In hindsight, we tried to model the class before having a grasp of enough use cases. Unfortunately, the resulting interface stuck. The biggest problem is the dependency of operator() on a single underlying, which excludes payoffs based on multiple underlying values. (This also constrains how we model payoffs based on multiple fixings of an underlying; for instance, Asian options are passed the payoff for a plain option and the average of the fixings is done externally, before passing it to the payoff. One might want the whole process to be described as “the payoff”.) Another one is the over-reliance on inheritance. For instance, we have a TypePayoff class that adds a type (Call or Put, which again might be restrictive) and the corresponding inspector; a StrikedTypePayoff which adds a strike; and, finally, PlainVanillaPayoff, which models a simple call or put payoff and ends up removed from the Payoff class by three levels of inheritance: probably too many, considering that this is used to implement a textbook option and will be looked up by people just starting with the library.
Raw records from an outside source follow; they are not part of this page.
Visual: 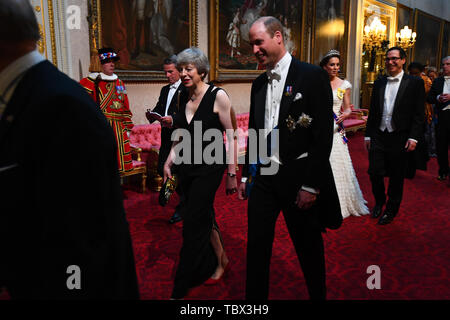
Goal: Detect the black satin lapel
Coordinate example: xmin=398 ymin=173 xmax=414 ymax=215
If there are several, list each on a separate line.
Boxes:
xmin=379 ymin=77 xmax=387 ymax=112
xmin=278 ymin=59 xmax=301 ymax=124
xmin=255 ymin=79 xmax=268 ymax=129
xmin=392 ymin=75 xmax=409 ymax=114
xmin=0 ymin=83 xmax=29 ymax=142
xmin=167 ymin=88 xmax=181 ymax=114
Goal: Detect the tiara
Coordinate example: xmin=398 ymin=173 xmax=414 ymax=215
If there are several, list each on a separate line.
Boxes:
xmin=322 ymin=49 xmax=341 ymax=61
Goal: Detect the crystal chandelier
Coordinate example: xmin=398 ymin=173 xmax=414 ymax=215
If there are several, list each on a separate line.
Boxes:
xmin=395 ymin=26 xmax=417 ymax=50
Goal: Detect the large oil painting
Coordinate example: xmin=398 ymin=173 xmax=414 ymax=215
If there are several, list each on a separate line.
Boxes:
xmin=94 ymin=0 xmax=197 ymax=80
xmin=210 ymin=0 xmax=303 ymax=81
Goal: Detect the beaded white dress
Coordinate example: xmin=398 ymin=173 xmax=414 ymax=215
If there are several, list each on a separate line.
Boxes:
xmin=330 ymin=80 xmax=369 ymax=218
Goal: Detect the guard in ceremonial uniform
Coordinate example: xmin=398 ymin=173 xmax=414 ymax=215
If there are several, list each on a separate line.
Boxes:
xmin=80 ymin=48 xmax=133 ymax=173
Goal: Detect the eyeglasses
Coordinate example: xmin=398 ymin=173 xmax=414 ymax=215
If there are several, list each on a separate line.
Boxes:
xmin=384 ymin=57 xmax=401 ymax=62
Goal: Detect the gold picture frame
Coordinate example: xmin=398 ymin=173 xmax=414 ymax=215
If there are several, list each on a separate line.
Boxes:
xmin=88 ymin=0 xmax=198 ymax=82
xmin=411 ymin=9 xmax=444 ymax=68
xmin=209 ymin=0 xmax=307 ymax=82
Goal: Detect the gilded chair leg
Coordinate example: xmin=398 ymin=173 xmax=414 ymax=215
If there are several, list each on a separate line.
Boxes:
xmin=142 ymin=172 xmax=147 ymax=193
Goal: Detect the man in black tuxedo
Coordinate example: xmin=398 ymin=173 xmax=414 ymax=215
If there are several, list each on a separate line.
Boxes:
xmin=365 ymin=47 xmax=425 ymax=225
xmin=427 ymin=56 xmax=450 ymax=181
xmin=147 ymin=55 xmax=187 ymax=223
xmin=0 ymin=0 xmax=139 ymax=299
xmin=239 ymin=17 xmax=342 ymax=300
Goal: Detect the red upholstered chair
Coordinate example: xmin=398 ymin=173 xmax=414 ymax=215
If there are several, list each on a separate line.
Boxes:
xmin=120 ymin=146 xmax=147 ymax=193
xmin=130 ymin=122 xmax=162 ymax=191
xmin=343 ymin=105 xmax=369 ymax=132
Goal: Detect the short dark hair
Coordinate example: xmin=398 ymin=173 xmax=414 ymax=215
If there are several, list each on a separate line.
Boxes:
xmin=252 ymin=16 xmax=284 ymax=40
xmin=386 ymin=47 xmax=406 ymax=59
xmin=319 ymin=50 xmax=341 ymax=68
xmin=163 ymin=54 xmax=178 ymax=66
xmin=262 ymin=16 xmax=284 ymax=38
xmin=0 ymin=0 xmax=41 ymax=43
xmin=408 ymin=62 xmax=425 ymax=72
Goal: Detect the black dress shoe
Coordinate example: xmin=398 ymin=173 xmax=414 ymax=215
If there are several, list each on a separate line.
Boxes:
xmin=370 ymin=204 xmax=383 ymax=219
xmin=378 ymin=210 xmax=395 ymax=225
xmin=169 ymin=211 xmax=182 ymax=224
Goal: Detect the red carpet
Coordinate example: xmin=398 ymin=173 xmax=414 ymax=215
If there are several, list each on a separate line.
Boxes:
xmin=125 ymin=134 xmax=450 ymax=300
xmin=0 ymin=134 xmax=450 ymax=300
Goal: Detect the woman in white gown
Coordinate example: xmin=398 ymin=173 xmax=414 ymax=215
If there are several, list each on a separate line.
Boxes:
xmin=320 ymin=50 xmax=369 ymax=218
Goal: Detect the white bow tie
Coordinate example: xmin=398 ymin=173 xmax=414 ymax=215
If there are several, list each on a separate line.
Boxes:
xmin=266 ymin=68 xmax=281 ymax=80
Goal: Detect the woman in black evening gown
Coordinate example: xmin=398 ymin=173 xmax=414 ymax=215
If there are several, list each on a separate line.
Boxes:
xmin=164 ymin=48 xmax=237 ymax=299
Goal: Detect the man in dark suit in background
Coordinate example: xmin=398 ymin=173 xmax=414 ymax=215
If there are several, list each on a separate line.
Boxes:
xmin=365 ymin=47 xmax=425 ymax=225
xmin=239 ymin=17 xmax=342 ymax=300
xmin=427 ymin=56 xmax=450 ymax=182
xmin=146 ymin=55 xmax=187 ymax=223
xmin=0 ymin=0 xmax=139 ymax=299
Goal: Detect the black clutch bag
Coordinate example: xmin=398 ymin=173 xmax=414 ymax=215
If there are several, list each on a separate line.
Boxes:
xmin=159 ymin=174 xmax=178 ymax=207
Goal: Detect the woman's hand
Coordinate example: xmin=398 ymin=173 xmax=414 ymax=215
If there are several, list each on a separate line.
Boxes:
xmin=160 ymin=116 xmax=173 ymax=128
xmin=336 ymin=111 xmax=352 ymax=124
xmin=163 ymin=161 xmax=172 ymax=183
xmin=225 ymin=175 xmax=237 ymax=195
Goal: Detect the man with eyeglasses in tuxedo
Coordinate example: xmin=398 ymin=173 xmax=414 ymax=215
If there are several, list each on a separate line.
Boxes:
xmin=364 ymin=47 xmax=425 ymax=225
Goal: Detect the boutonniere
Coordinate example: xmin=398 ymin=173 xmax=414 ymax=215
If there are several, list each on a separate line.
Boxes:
xmin=284 ymin=86 xmax=292 ymax=97
xmin=286 ymin=113 xmax=313 ymax=132
xmin=294 ymin=92 xmax=303 ymax=102
xmin=337 ymin=88 xmax=345 ymax=100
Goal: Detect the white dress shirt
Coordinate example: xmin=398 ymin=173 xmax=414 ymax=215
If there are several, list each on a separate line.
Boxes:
xmin=380 ymin=70 xmax=404 ymax=132
xmin=438 ymin=76 xmax=450 ymax=111
xmin=364 ymin=70 xmax=418 ymax=143
xmin=164 ymin=79 xmax=181 ymax=116
xmin=264 ymin=52 xmax=292 ymax=135
xmin=0 ymin=50 xmax=45 ymax=118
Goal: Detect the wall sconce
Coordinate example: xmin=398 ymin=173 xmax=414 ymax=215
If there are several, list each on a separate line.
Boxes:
xmin=395 ymin=26 xmax=417 ymax=50
xmin=363 ymin=17 xmax=386 ymax=52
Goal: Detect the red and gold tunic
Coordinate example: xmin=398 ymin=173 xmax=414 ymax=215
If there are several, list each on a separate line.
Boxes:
xmin=80 ymin=73 xmax=133 ymax=173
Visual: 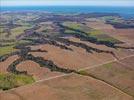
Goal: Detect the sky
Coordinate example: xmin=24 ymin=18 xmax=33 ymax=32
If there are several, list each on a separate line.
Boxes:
xmin=0 ymin=0 xmax=134 ymax=6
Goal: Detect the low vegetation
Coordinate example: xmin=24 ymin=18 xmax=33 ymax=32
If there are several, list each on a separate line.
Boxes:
xmin=0 ymin=73 xmax=34 ymax=90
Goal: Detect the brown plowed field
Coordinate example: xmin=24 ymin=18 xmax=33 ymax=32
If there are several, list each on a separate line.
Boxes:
xmin=1 ymin=74 xmax=133 ymax=100
xmin=86 ymin=62 xmax=134 ymax=96
xmin=0 ymin=55 xmax=19 ymax=73
xmin=17 ymin=60 xmax=62 ymax=80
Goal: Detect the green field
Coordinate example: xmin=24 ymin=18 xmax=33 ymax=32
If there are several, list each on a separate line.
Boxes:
xmin=0 ymin=73 xmax=34 ymax=90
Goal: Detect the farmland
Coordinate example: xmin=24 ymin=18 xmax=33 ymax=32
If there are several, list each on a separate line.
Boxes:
xmin=0 ymin=11 xmax=134 ymax=100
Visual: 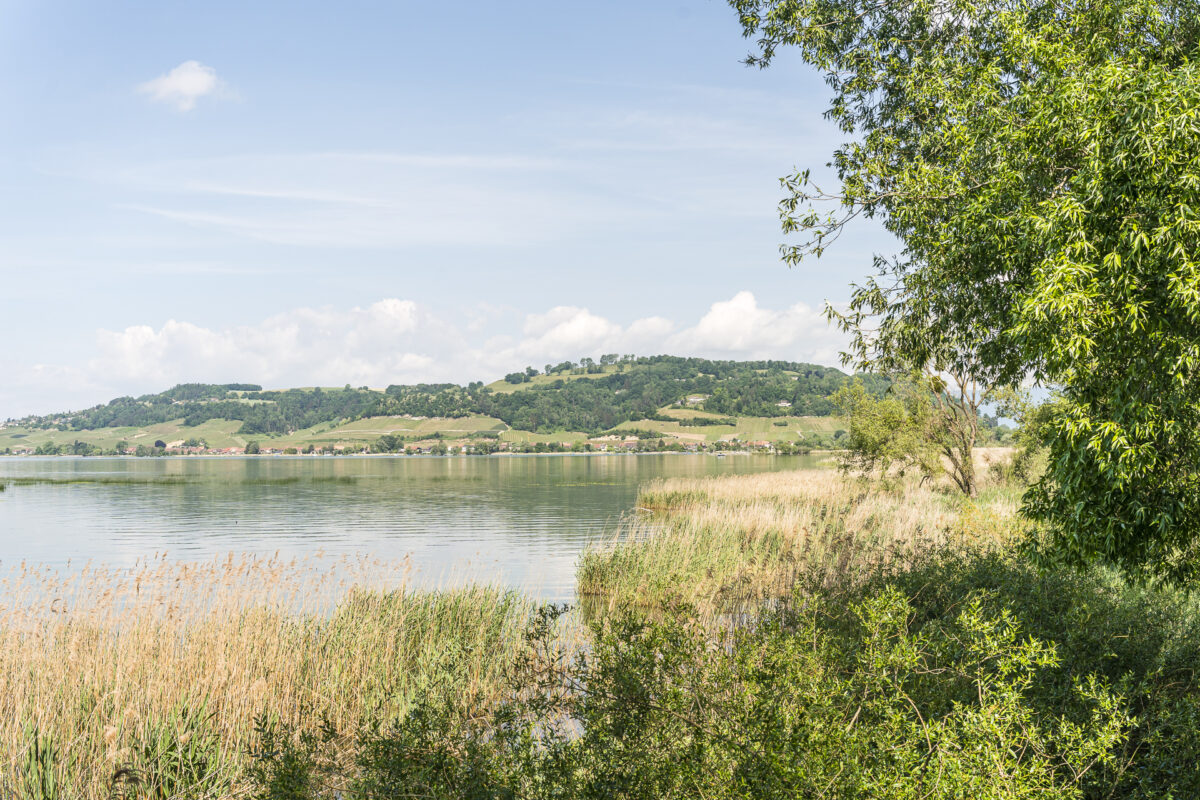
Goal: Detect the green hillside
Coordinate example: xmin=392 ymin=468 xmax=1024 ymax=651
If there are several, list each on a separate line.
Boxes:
xmin=0 ymin=356 xmax=926 ymax=455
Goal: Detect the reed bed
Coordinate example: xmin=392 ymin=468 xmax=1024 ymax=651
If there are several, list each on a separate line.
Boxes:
xmin=578 ymin=470 xmax=1022 ymax=610
xmin=0 ymin=557 xmax=534 ymax=800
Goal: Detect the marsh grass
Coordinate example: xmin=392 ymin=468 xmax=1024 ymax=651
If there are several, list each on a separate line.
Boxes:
xmin=0 ymin=557 xmax=533 ymax=800
xmin=578 ymin=470 xmax=1022 ymax=610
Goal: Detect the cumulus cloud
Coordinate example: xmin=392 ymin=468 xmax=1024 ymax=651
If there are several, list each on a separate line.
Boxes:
xmin=668 ymin=291 xmax=845 ymax=363
xmin=138 ymin=61 xmax=223 ymax=112
xmin=7 ymin=291 xmax=845 ymax=413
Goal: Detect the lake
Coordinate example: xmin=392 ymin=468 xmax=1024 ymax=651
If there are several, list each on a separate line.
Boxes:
xmin=0 ymin=455 xmax=821 ymax=600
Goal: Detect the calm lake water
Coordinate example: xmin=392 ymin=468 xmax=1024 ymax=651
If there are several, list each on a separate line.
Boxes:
xmin=0 ymin=455 xmax=818 ymax=600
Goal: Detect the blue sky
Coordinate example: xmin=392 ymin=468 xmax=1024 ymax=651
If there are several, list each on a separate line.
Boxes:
xmin=0 ymin=0 xmax=894 ymax=419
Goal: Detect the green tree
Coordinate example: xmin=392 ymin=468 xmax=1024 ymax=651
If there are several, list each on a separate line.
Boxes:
xmin=732 ymin=0 xmax=1200 ymax=582
xmin=834 ymin=380 xmax=941 ymax=477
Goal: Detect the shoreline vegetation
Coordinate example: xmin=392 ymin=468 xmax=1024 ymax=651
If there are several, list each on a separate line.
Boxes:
xmin=0 ymin=354 xmax=1012 ymax=457
xmin=9 ymin=460 xmax=1200 ymax=800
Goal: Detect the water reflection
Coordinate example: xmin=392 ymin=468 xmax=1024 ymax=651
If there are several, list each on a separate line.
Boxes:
xmin=0 ymin=455 xmax=816 ymax=600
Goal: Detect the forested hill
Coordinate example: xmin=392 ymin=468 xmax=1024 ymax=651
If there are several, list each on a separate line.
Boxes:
xmin=11 ymin=356 xmax=888 ymax=434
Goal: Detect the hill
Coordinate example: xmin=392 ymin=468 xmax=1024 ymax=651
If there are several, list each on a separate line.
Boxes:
xmin=0 ymin=356 xmax=1003 ymax=455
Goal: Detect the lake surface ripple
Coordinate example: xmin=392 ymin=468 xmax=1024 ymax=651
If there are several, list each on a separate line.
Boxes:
xmin=0 ymin=455 xmax=817 ymax=601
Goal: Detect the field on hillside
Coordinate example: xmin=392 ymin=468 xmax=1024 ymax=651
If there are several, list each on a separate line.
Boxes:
xmin=0 ymin=408 xmax=844 ymax=450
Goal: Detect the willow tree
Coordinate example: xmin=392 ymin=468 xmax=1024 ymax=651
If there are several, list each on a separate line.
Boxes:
xmin=732 ymin=0 xmax=1200 ymax=582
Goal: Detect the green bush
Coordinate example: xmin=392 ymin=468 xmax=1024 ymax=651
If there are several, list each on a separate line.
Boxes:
xmin=246 ymin=573 xmax=1135 ymax=800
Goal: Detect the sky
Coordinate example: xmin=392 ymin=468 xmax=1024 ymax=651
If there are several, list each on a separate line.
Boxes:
xmin=0 ymin=0 xmax=895 ymax=419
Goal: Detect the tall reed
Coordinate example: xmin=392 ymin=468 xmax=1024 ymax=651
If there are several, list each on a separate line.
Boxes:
xmin=0 ymin=557 xmax=533 ymax=800
xmin=578 ymin=470 xmax=1021 ymax=610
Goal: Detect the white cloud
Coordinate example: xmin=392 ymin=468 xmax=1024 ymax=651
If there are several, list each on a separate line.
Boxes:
xmin=138 ymin=61 xmax=223 ymax=112
xmin=0 ymin=291 xmax=844 ymax=414
xmin=668 ymin=291 xmax=845 ymax=363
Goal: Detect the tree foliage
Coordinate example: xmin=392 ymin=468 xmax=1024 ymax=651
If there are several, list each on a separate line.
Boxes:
xmin=732 ymin=0 xmax=1200 ymax=581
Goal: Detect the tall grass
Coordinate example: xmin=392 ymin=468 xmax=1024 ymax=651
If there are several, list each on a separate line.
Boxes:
xmin=0 ymin=557 xmax=533 ymax=800
xmin=578 ymin=470 xmax=1021 ymax=610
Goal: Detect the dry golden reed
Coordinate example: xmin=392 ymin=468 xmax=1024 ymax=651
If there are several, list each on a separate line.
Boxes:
xmin=578 ymin=469 xmax=1020 ymax=610
xmin=0 ymin=557 xmax=533 ymax=798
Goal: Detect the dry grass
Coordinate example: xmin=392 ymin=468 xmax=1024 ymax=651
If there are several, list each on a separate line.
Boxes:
xmin=0 ymin=558 xmax=533 ymax=798
xmin=578 ymin=470 xmax=1020 ymax=609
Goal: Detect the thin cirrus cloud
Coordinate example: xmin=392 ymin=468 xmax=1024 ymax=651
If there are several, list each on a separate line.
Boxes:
xmin=0 ymin=291 xmax=846 ymax=419
xmin=138 ymin=61 xmax=224 ymax=112
xmin=77 ymin=291 xmax=845 ymax=393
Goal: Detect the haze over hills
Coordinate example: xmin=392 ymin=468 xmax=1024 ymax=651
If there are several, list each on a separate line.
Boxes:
xmin=0 ymin=354 xmax=1012 ymax=455
xmin=0 ymin=354 xmax=907 ymax=455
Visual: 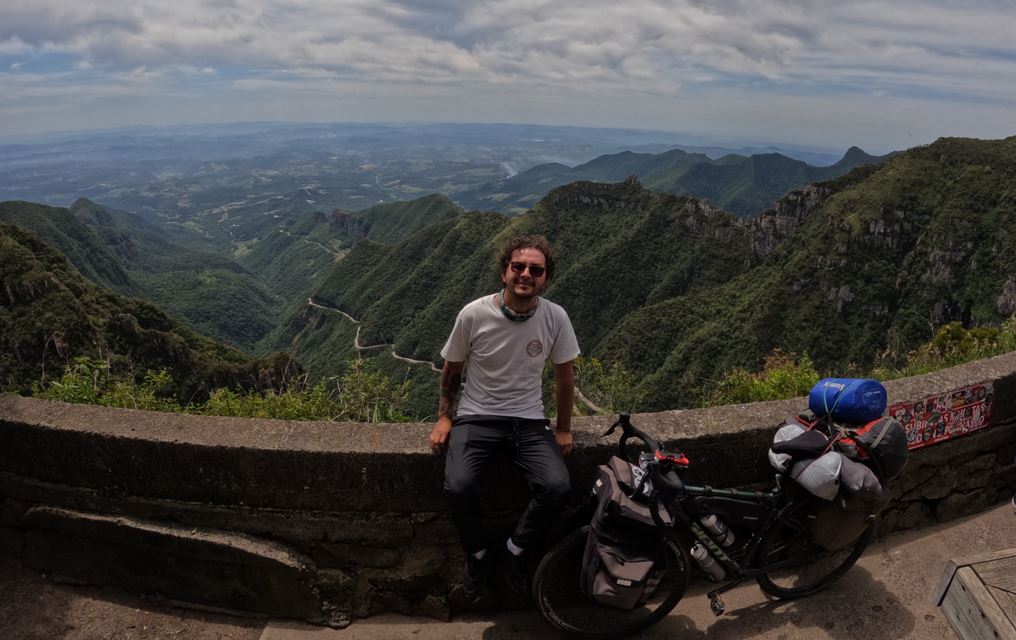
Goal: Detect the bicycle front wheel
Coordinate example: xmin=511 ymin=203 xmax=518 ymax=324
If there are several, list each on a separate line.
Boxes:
xmin=757 ymin=505 xmax=876 ymax=600
xmin=532 ymin=526 xmax=689 ymax=640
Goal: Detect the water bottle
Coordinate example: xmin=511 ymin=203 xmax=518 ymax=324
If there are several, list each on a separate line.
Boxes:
xmin=699 ymin=513 xmax=735 ymax=547
xmin=692 ymin=542 xmax=726 ymax=582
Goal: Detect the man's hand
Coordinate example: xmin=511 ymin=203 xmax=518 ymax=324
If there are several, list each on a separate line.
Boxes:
xmin=431 ymin=415 xmax=451 ymax=453
xmin=554 ymin=431 xmax=572 ymax=455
Another misstep we might have made is to add a pointer to a Payoff instance to the Option class as a data member, with the intent that it should contain the information about the payoff. This led us to classes such as FloatingTypePayoff, also shown in the listing. It’s used in the implementation of floating lookback options, and stores the information about the type (as in, call or put); but since the strike is fixed at the maturity of the option, it can’t specify it and can’t implement the payoff with the interface we specified. Its operator() throws an exception if invoked. In this case, we might as well do without the payoff and just pass the type to the lookback option; that is, if its base Option class didn’t expect a payoff. Yet another thing to remember when we decide to clean up the code.